Looking through the book it feels like London has always been pretty key to your story. What made for a good Saint Etienne London location?
Bob: Occasionally we’d pick the place. I mean, London Zoo, we must have picked that because we were feeling a bit perverse that day. I remember I got really upset …
Sarah: Yeah the Zoo was quite depressing in those days. And I was a vegetarian.
Bob: Before it was done up. Sad tigers and things …
Pete: The old days … of performing bears!
Sarah: It isn’t anything like as depressing as that now. And anyway I’m not a vegetarian any more –
Bob: And Leather Lane, I suppose, that was where the Creation and Heavenly offices were. Quite often the location would be down to circumstance. And there was more exciting stuff going on in odd bits of London back then. It wasn’t all concentrated in the east.
Does London still matter to you so much?
Sarah: Yeah, oh yes. I’ve moved out of London but that’s purely about needing more space for family and stuff.
And it definitely does [still matter] – and I’m waiting for the day when my kids are gonna be drawn here – ‘cause they’re bound to be aren’t they?
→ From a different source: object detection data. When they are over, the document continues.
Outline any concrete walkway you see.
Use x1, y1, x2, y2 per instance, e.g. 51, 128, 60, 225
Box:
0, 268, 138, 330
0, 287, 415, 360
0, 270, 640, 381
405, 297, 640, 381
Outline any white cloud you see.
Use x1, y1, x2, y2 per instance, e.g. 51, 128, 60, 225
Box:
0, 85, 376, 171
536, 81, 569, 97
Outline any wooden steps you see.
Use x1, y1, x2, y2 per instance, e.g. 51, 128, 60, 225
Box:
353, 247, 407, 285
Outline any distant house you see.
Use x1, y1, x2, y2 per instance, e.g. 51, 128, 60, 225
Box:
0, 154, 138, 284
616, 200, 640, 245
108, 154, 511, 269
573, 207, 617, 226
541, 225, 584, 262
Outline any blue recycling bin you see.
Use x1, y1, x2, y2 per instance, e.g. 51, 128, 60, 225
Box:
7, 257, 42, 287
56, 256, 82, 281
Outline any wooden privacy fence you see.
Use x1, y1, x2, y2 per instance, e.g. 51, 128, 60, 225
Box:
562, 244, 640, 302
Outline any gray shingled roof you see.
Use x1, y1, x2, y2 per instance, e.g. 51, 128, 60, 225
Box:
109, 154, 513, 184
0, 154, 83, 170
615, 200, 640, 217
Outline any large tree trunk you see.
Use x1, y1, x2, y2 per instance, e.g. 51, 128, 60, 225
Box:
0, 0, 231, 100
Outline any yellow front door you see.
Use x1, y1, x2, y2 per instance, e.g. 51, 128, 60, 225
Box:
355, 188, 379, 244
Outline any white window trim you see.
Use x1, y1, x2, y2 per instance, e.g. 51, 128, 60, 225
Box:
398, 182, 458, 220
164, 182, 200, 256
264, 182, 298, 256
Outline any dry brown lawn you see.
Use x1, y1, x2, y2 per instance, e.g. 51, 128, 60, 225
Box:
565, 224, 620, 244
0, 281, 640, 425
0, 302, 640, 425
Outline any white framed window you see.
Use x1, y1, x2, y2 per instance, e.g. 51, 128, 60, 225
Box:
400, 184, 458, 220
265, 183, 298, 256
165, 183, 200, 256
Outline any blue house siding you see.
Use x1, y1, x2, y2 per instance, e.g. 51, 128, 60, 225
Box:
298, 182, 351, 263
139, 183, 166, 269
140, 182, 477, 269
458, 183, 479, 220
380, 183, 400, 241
I expect it’ll have that same magnetic pull as it did on me … and then they’ll be gone. (mock tears)
Photographs by Rachael Cassells / Joe Dilworth
What’s your favourite shot in the book?
Sarah: I really do love the ones in Berlin, the bowling pictures. There’s something about the colours in them.
Pete: And we’re not posing. They’re really natural.
Sarah: The photographer, Rachael Cassells, was great. You’d do something and occasionally she’d say “Can you just do that again?”
Pete: I really do like – though Sarah’s not in it – the V-Sign picture in Tufnell Park, just because we look so young in it and it reminds me of just starting out.
Bob: (joking) I think, um, our most recent work is the one I’m happiest with. No, I really like the early Joe Dilworth ones, probably the ones on the boat. There’s probably not a standout photo but they recall just really good memories and again, it was that thing about wandering round random bits of London, round the back of King’s Cross …
And on that note we’re out of time. The Gaggia hisses again and the PR taps his watch again to signal it’s time to deliver the band to the BBC round the corner, where they’ll be interviewed for 6 Music. Later that night Pete and Bob will DJ on the concourse of the newly relocated Foyle’s bookstore and the band will attend a screening of How We Used To Live, their new cinematic collaboration with Paul Kelly. Meanwhile I make my way to the Tube, clutching a now-signed copy of the book – “With lots of love from ‘The Et’”. Swoon.
Saint Etienne is available from First Third now.